# Big Data for Engineers – Moodle - Solutions

# Spring 2023 -  Week 11 - Rumble



# Preparation for the moodle exercise in Spark


## 1. Install Java and Download Rumble
Please follow the instructions in Exercise11_Rumble_2023.ipynb.

## 2. Setup Working Environment
1. Go to the folder where this notebook is in: `cd [path to the folder]`
2. Start your jupyter notebook: `jupyter notebook`
3. Start your own Rumble server: `java -jar rumbledb-1.21.0-standalone.jar --server yes --port 9090`
4. Execute the cell below:

In [None]:
!pip install rumbledb
%load_ext rumbledb
%env RUMBLEDB_SERVER=http://localhost:9090/jsoniq

Verify that jsoniq works.

In [2]:
%%jsoniq
1+1

Took: 0.0179288387298584 ms
2


## 3. Prepare the Data: The Great Language Game

This week you will be using again the [language confusion dataset](https://quietlyamused.org/blog/2014/03/12/language-confusion/). Make sure you use the correct dataset.
### Please use the first 80k records of the "confusion-100000.json" dataset
We can obtain the first 80k records like this: `subsequence(json-file("confusion-100000.json", 10), 1, 80000)`

In [3]:
%%jsoniq
count(subsequence(json-file("confusion-100000.json", 10), 1, 80000))

Took: 0.22565031051635742 ms
80000


## 4. Instructions
You should write __JSONiq__ queries only. \
For each quation, you have to submit the following results to the Moodle quiz:
- The query you wrote
- The query output __in the required format__ (which you will be graded on)
- The time it took you to run it (optional and not graded)

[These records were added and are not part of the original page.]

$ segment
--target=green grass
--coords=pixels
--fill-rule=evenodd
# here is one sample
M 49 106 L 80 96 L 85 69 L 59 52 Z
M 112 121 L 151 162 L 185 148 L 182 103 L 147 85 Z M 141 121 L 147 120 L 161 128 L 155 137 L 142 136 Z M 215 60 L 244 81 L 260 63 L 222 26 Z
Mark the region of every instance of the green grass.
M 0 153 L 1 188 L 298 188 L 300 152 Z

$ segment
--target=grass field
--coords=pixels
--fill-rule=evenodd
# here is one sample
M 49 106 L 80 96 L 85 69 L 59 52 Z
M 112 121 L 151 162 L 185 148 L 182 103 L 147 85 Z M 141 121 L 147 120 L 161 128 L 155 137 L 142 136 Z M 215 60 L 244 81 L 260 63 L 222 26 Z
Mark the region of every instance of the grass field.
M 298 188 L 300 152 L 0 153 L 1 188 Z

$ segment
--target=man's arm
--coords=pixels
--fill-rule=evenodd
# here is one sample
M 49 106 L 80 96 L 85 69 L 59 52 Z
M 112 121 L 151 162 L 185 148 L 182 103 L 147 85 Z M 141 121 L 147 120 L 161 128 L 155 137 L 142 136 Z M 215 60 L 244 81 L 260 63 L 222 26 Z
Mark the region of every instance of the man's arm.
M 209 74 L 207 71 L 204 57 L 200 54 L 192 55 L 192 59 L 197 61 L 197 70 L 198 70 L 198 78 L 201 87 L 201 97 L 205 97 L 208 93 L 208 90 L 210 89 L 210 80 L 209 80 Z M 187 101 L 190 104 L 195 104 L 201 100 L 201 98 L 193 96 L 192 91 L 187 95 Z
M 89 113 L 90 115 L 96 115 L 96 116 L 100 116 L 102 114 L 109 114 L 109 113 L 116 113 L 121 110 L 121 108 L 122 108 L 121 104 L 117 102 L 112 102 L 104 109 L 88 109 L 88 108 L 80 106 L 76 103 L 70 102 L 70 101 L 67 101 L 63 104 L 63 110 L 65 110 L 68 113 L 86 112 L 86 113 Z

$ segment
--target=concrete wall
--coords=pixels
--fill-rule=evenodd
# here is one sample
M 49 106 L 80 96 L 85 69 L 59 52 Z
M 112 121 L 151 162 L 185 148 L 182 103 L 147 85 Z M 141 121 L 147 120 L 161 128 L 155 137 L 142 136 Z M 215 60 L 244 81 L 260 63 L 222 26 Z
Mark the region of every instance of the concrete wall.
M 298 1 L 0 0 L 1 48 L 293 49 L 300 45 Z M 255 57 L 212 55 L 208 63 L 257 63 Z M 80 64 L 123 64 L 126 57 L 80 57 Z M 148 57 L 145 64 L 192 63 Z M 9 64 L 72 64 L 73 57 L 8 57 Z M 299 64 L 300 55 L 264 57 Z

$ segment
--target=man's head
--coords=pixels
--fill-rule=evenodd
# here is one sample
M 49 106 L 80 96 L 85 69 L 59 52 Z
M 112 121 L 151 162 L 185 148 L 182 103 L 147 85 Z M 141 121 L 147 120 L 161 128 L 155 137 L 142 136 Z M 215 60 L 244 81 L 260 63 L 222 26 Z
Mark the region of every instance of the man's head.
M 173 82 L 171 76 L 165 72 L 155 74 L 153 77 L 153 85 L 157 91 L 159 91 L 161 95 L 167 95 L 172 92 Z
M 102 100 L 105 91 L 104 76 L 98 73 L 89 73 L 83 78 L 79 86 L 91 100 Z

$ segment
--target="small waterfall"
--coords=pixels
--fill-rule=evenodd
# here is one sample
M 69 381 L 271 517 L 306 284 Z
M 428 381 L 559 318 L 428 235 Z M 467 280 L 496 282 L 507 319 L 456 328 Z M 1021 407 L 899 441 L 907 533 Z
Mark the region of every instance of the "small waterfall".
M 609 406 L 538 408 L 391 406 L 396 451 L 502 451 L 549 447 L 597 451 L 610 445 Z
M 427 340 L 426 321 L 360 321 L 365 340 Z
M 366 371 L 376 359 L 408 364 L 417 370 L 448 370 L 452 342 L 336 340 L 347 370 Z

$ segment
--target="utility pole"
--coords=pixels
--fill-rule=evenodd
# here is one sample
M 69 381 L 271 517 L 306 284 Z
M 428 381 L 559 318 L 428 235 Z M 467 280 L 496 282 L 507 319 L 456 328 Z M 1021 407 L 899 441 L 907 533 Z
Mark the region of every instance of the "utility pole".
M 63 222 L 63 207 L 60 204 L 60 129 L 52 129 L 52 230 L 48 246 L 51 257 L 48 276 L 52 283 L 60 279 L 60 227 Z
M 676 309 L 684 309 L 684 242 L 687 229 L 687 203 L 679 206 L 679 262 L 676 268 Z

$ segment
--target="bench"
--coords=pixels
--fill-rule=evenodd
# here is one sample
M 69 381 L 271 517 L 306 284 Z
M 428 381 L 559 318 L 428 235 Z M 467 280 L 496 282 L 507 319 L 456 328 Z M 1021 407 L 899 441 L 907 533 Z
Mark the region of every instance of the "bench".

The execution time of the queries will be reported by Rumble.

# Questions

## Assignment 1
Find all games such that the guessed language is correct (=target), and such that this language is Spanish. What is the length of the resulting sequence?

In [4]:
%%jsoniq
count(
    for $i in subsequence(json-file("confusion-100000.json", 10), 1, 80000)
    where $i.guess eq $i.target and $i.target eq "Spanish"
    return $i
)

Took: 0.3441760540008545 ms
1672


## Assignment 2
Find the number of all distinct values of the guessed languages (i.e. the guess field). What is the length of the resulting sequence?

In [5]:
%%jsoniq
count(distinct-values(
    for $i in subsequence(json-file("confusion-100000.json", 10), 1, 80000)
    return $i.guess
))

Took: 0.40917491912841797 ms
68


## Assignment 3
Return the top three games where the guessed language is incorrect ($\neq$ target) ordered by country (ascending), then target language (ascending), then date (ascending). What is the sample id of the 3rd item in the list?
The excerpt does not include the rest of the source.